Итак, уважаемый читатель, взгляните на события тех далеких и славных лет суворовцев–казанцев глазами Бидвина...
И еще... Редактор этой книги Владимир Гладышев, совершенно бескорыстно выполнивший уйму дел для доведения моего творения до ума – вплоть до компьютерного форматирования, – попросил меня пояснить, почему в конце очерков «Глазами Бидвина» я поставил две даты их написания. Ну, во–первых, Владимир Иванович, Бидвин пока еще не стал «жмуриком» и продолжает смотреть в прошлое, настоящее и будущее обоими глазами. А во–вторых, если серьезно, очерки были написаны тридцать лет назад, ни разу не редактировались и не публиковались. И вот в этом – 2001–ом – году, когда третьему выпуску Казанского СВУ исполняется полвека, я подкорректировал их и дополнил несколькими эпизодами из неопубликованных воспоминаний Айрата Фасхутдинова «Суворовцы – казанцы» (1984г.). И теперь, в несколько причесанном и расширенном виде, представляю на суд читателя благодаря щедрым сердцам моих испытанных друзей – Татьяны Витовой, Александра Андреева и Юрия Руденко...

***
Пишу в комнате дочери, за ее письменным столом. Моей Татьяне одиннадцать – как раз столько, сколько было мне в том бесконечно далеком сорок четвертом, когда в вятский городок Мамадыш, в наш деревянный двухэтажный дом пришел на мое имя вызов в суворовское училище. Шел сентябрь1944года, в Казани шел набор во вновь создаваемое суворовское училище. Моя прошлогодняя попытка – поступить в Сталинградское СВУ – печально провалилась: мы с мамой поздно собрали и послали документы в приемную комиссию.

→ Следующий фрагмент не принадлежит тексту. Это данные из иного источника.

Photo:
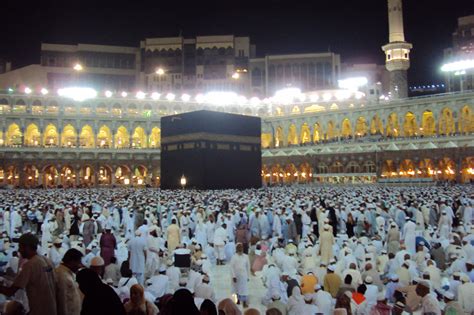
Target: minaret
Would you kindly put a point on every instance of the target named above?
(397, 51)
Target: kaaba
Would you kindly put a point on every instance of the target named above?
(211, 150)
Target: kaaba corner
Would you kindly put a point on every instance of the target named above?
(211, 150)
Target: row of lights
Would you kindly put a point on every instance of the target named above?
(285, 96)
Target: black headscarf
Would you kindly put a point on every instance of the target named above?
(208, 308)
(99, 298)
(183, 303)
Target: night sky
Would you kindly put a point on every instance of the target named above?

Три дня и три ночи я один – без мамы, родных или знакомых – ждал на маленькой мамадышской пристани пароход. Съел за это время весь полученный по карточке на несколько дней вперед черный и такой вкус-ный липкий хлеб.
Моя мама работала почти круглые сутки. Иногда прибегала ко мне на минутку, бледная, истощенная, вздыхала и снова исчезала, маленькая и как будто испуганная. Километрах в двух от пристани находился ее пост: она охраняла на берегу Вятки бревна и дощатый лабаз ткацко–прядильной фабрики, эвакуированной в наш городок в сорок первом откуда-то с Запада.

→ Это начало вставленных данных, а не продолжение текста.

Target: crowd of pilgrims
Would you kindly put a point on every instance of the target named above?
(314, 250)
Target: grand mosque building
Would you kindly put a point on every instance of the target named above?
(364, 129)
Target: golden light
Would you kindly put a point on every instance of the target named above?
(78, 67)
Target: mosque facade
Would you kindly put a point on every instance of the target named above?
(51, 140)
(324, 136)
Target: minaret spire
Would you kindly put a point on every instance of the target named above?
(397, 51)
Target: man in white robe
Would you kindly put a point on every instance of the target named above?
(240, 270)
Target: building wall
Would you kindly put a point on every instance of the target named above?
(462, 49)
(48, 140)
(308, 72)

Стояло бабье лето. Погода установилась солнечная и ветреная, воду на реке рябило, и клев, как жаловались пацаны, изредка удившие с носа и кормы пристани, был плохой. На противоположном низком берегу Вятки пылал желтой листвой тальник. Ночью становилось холодно, неуютно, а протолкнуться в крохотный зал ожидания было невозможно. Здесь – при свете закопченной керосиновой лампы – на полу, на скамейках среди мешков, котомок и ведер в потной духоте и невероятной тесноте спали бабы, старики и дети. А мне по ночам приходилось, свернувшись в калачик, корчиться в проходе пристани – с берегового борта на причальный. На остром влажном сквозняке, свернувшись калачиком на каких-то тюках, я тщетно пытался согреться и заглушить голодное урчание в животе. Под голову пристраивал пудовый мешок с картошкой – его мне предстояло доставить в Казань семье моей старшей сестры Наталии.
Днем по пристани нервно ходил и курил длинные папиросы командир партизанского отряда, отец моего эвакуированного дружка – белоруса Витьки Баранова, одетый в черную гимнастерку с орденами. Периодически он на чем свет разносил начальника пристани за то, что нет парохода, и он, командир, опаздывает из отпуска. А однажды на дебаркадере появился подвыпивший матрос. На спор с танкистом, пугавшим меня страшным обгоревшим лицом, матрос скинул с себя бескозырку, форменку и клеши, перемахнул через перила дебаркадера и на долго скрылся под водой. Широкими саженками переплыл Вятку, довольно широкую, а главное – очень холодную в эти дни, туда и обратно – и торжественно вышел на берег у носа дебаркадера.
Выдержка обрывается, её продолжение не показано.